Re: Revised language on: ISO/IEC 10646 -- another proposal

Albert Lunde (Albert-Lunde@nwu.edu)
Fri, 12 May 95 23:56:01 EDT

(Bert's conclusions that you quoted don't totally follow from
what I think I said, but this may be another issue.)

> Bert raises a good point.
> Supporting a full set of ISO 10646 NCRs for the various "charset" encodings
> will require many large tables:
> ISO-10646 to SJIS (and vice versa)
> ISO-10646 to JIS (and vice versa)
> ISO-10646 to EUC-JP (and vice versa)
> ISO-10646 to GB (and vice versa)
> ISO-10646 to HZ (and vice versa)
> ISO-10646 to Big5 (and vice versa)
> ISO-10646 to CNS (and vice versa)
> ISO-10646 to KSC7 (and vice versa)
> ISO-10646 to KSC8 (and vice versa)
> ISO-10646 to ISO-8859-2 (and vice versa)
> ...
> ISO-10646 to ISO-8859-10 (and vice versa)
> ISO-10646 to KOI8 (and vice versa)
> ISO-10646 to MacRoman (and vice versa)
> ISO-10646 to MacCentralEuropean (and vice versa)
> etc.
>
> This is OK, as long as supporting NCRs > 255 is NOT required and FULL
> conformance is attained by supporting ISO 8859-1 NCRs. (But if a browser
> supports NCRs > 255, then they map to ISO 10646.)
>
> Otherwise we are requiring a lot of additional resources to support a
> feature that most people on this list have been saying will be rarely used.

I'm not an SGML expert, but I think support for numeric character
references is a matter of conformance with SGML, not HTML.
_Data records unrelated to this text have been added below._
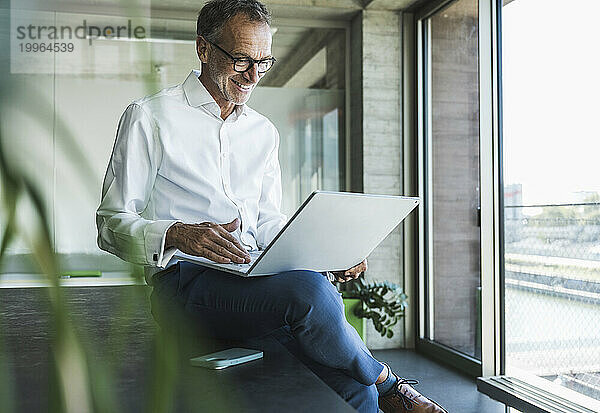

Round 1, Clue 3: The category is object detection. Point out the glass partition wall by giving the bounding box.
[0,1,348,281]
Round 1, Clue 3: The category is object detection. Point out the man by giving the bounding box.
[97,0,443,412]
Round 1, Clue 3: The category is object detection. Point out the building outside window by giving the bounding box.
[502,0,600,400]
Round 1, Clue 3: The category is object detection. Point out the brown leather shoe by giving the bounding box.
[379,370,448,413]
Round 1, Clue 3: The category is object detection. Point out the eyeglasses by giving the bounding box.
[207,40,277,74]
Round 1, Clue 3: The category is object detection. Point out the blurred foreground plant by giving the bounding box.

I'm not sure what it might imply to say that your document character set
is ISO 8859-1 and then try and use data characters outside this: does this
mean you can avoid supporting numeric references?? (would SGML mavens
care to comment.)

With respect to the mappings involved, if you plan to support all
the codes listed and _not_ use ISO-10646, you are going to need
a _lot_ of fonts somewhere, though I suppose the inverse mappings
might be overhead.

-- 
    Albert Lunde                      Albert-Lunde@nwu.edu